Aug 102017

Today is the birthday (1814) of Henri Nestlé (born Heinrich Nestle), a German-born Swiss confectioner and the founder of Nestlé, now the world’s largest food and beverage company. Nestlé’s contributions to the company he founded were rather modest although he was one of several inventors of condensed milk. His chief contribution, however, was his method of dehydrating milk.

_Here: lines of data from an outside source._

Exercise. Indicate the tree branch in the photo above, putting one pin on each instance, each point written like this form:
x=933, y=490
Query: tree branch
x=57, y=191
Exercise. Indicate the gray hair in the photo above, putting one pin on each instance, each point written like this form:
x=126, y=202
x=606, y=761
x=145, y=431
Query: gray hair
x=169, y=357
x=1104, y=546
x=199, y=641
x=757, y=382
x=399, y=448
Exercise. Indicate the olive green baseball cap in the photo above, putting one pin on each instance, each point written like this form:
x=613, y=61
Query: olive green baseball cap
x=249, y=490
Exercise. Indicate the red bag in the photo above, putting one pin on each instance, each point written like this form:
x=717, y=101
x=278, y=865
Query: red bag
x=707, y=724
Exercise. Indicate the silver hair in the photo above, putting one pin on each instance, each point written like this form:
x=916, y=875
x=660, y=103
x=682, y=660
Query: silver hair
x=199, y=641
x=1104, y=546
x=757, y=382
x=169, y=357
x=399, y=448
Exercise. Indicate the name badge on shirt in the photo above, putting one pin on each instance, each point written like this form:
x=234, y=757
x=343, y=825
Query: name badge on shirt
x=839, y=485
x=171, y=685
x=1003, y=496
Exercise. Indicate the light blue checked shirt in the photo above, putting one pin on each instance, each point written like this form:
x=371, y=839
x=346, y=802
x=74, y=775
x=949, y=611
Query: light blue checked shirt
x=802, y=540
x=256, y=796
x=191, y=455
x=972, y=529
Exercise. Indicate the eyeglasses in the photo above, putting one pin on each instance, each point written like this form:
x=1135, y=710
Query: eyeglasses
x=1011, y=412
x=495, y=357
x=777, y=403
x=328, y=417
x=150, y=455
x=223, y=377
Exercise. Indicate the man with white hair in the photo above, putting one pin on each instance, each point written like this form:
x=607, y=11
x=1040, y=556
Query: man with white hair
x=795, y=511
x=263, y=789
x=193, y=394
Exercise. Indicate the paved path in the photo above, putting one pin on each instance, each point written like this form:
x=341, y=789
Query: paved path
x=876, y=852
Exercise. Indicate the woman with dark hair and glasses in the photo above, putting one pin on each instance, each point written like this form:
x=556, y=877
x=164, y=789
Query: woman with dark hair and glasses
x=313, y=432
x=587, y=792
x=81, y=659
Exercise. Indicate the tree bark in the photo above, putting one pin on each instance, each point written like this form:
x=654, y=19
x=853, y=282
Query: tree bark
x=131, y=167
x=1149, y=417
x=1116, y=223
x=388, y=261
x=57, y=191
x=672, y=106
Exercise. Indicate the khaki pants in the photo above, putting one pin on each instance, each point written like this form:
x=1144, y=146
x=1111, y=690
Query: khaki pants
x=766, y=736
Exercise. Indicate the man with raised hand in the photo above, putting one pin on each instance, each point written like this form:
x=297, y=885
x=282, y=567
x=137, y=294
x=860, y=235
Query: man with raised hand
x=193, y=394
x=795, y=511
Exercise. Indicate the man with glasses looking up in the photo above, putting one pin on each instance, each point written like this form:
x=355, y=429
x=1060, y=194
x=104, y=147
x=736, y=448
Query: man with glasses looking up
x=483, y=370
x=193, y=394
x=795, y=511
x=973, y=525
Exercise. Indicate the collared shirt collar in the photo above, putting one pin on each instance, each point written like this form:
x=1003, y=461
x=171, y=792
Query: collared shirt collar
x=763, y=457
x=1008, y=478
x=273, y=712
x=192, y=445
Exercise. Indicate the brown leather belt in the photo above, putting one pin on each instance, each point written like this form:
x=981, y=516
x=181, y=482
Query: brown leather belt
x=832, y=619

Heinrich Nestle was born in Frankfurt am Main, Germany, the eleventh of fourteen children of Johann Ulrich Matthias Nestle and Anna-Maria Catharina Ehemant. Nestle’s father, by tradition, inherited the business of his father, Johann Ulrich Nestle, and became a glazier in Töngesgasse. His brother, Gustav Edmund Nestle, was later Lord Mayor of Frankfurt am Main. The Nestle family has its roots in western Swabia, predominantly in boroughs of the Black Forest such as Dornstetten, Freudenstadt, Mindersbach, Nagold, and Sulz am Neckar. In the Swabian dialect, “Nestle” is a small bird’s nest. The name Nestle also has different variations, including Nästlin, Nästlen, Nestlin, Nestlen, and Niestle.

The recorded Nestle family tree began with three brothers (thus the three young birds in the nest being fed by their mother on the family coat of arms) from Mindersbach, called Hans, Heinrich, and Samuel Nestlin. The father of these three sons was born around 1495. Hans, the eldest, was born in 1520 and had a son with the same name, who later became mayor of Nagold. His son Ulrich was a barber and his fifth son was the first glazier in the family. For over five generations, this profession was passed down from father to son. Additionally, the Nestles provided a number of mayors for the boroughs of Dornstetten, Freudenstadt, Nagold, and Sulz am Neckar.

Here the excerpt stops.